TO CATCH A WOLF By Susan Krinard

Never before had he looked so ready to strike her. She refused to retreat. After a moment he drew back, fists balled at his sides.

“I will leave it to Miss Hockensmith to explain,” he said. “Perhaps you will hear from her what you would not accept from me.”

Before she could protest, he turned on his heel and strode into the hall. Brinkley appeared with a tray of hot tea, set it down on the table beside her, and gave her a glance of such sympathy that she wondered what he knew. But he, too, fled just as she gathered the words to ask. She was forced to wait, needles of pain stabbing into her legs, while Niall made preparations to leave and Cecily spoke to him in the hall.

An hour before midnight, just as the long-case clock struck like a portent of doom, Niall put on his coat and left the house. Only something terrible would drive him out at such an hour, when the darkness would impede travel into the mountains. What could be so urgent?

Cecily knew. She had been harbinger of the mysterious bad tidings. She had broken Athena’s confidence. She was to be Athena’s official jailer, at Niall’s behest. Athena meant to get an explanation, even if it meant assuming that Cecily was her adversary… or her enemy.

Gritting her teeth against the discomfort, Athena pushed herself up and focused her attention on getting to the sitting room door, one shuffling step at a time. Once there, she caught her breath, renewed her courage, and compelled her trembling legs to bear her just a little farther.

Brinkley caught sight of her at the end of the hall, stopped in amazement, and rushed up to support her. She leaned on his arm with some gratitude. If it was not her imagination, her legs were getting stronger… but they were not yet strong enough for the tasks she might have to ask of them.

“Thank you, Brinkley,” she said. “Please take me to Miss Hockensmith.”

His usually stolid face showed a flicker of emotion, and she knew she had not misinterpreted it. “You don’t like Miss Hockensmith, Brinkley?”

“I beg your pardon, Miss Munroe. It isn’t my place to like or dislike the lady.”

“But you do have an opinion.”

He assumed a carefully neutral expression and guided her down the hall toward the library. “Miss Hockensmith seems very free about the house, Miss Munroe. I think—” He hesitated.
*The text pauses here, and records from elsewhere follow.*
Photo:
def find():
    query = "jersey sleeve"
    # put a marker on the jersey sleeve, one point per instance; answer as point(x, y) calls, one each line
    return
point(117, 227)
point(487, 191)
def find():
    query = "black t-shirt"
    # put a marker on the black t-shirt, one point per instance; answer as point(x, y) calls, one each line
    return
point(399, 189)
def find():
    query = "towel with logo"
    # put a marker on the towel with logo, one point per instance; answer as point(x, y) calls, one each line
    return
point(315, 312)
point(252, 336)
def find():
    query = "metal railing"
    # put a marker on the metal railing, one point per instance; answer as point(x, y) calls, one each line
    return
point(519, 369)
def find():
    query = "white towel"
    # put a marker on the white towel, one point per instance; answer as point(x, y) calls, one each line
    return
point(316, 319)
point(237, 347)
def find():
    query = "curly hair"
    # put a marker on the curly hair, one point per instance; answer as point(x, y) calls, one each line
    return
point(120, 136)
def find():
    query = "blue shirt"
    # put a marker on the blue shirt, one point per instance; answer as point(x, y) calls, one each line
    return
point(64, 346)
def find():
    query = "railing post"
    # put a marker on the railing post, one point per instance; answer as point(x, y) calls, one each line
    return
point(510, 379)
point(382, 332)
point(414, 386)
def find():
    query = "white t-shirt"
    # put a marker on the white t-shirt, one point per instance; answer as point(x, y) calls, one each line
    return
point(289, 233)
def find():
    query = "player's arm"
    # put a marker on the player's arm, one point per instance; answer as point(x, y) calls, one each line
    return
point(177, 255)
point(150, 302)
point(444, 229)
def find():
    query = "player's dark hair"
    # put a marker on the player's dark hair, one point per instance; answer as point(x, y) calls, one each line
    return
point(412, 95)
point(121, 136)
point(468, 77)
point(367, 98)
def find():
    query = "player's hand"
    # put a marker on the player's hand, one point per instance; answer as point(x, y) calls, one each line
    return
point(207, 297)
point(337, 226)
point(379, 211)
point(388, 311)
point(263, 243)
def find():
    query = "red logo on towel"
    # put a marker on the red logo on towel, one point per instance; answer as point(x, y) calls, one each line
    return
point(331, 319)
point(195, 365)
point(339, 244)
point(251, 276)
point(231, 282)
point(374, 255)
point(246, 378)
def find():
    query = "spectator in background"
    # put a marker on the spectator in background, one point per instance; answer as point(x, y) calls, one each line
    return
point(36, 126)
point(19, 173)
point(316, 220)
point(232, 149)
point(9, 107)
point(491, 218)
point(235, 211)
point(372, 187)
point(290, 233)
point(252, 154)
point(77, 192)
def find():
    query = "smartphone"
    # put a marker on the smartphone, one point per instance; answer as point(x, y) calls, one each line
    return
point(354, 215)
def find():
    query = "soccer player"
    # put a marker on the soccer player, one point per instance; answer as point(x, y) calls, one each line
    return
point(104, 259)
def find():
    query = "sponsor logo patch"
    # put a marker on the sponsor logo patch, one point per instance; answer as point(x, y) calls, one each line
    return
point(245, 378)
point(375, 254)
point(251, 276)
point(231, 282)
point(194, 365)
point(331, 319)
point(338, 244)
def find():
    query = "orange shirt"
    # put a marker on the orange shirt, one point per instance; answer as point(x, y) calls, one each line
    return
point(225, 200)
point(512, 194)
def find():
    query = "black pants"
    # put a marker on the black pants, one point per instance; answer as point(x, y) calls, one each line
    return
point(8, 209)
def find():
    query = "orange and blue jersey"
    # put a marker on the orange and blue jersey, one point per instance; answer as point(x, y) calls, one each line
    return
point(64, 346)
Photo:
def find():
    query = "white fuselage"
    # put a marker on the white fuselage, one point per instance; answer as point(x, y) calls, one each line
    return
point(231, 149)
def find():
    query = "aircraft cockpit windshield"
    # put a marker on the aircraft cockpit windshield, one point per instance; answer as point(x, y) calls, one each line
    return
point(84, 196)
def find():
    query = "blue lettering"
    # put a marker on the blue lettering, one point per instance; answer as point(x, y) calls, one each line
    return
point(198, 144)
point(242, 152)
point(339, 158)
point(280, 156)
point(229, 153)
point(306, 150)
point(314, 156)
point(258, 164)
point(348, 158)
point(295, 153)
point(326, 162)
“Go on.” She pulled him to a stop. “I need to know what I am up against, and you may be able to tell me.”

His mouth tightened. “I believe Miss Hockensmith sees herself as mistress here, very soon.”

Well, that was certainly no surprise. Athena started to move again, anger lending new energy to her muscles. “Thank you for being frank, Brinkley. Will you speak honestly to me if I ask again?”

He looked down at her gravely. “Miss Munroe—we—the staff hope the best for you. Now that you can walk… perhaps things will be different.”

Different. How had the servants perceived life in the Munroe house? Had they considered it a burden to wait upon her? She had tried to be fair in her running of the household, but Niall was, at best, brusque with the staff and treated them rather like machines. Brinkley’s admission made clear that he did not want Cecily Hockensmith as mistress of the house.

But she would be that, if she married Niall. And suddenly Athena recognized what she had so avoided acknowledging until now—that the life she had returned to would be forever changed if Cecily became Mrs. Munroe. Cecily would arrange the house as she saw fit, give the orders, and take her place above Athena in the scheme of home life.

A great chasm seemed to open under Athena’s unsteady feet. Of course she should have known that everything must alter when Niall married. She had wanted him to concentrate on someone other than herself. She wanted him to be happy. But his happiness meant that she must either live as a dependent in the house she had managed, or strike out on her own.

That had ceased to be impossible. She could walk. She was getting stronger. But this was the home she had loved, had made the perfect refuge from the world outside. Every detail had been refined to her specifications. It was her sanctuary, and she had seldom felt any desire to leave it.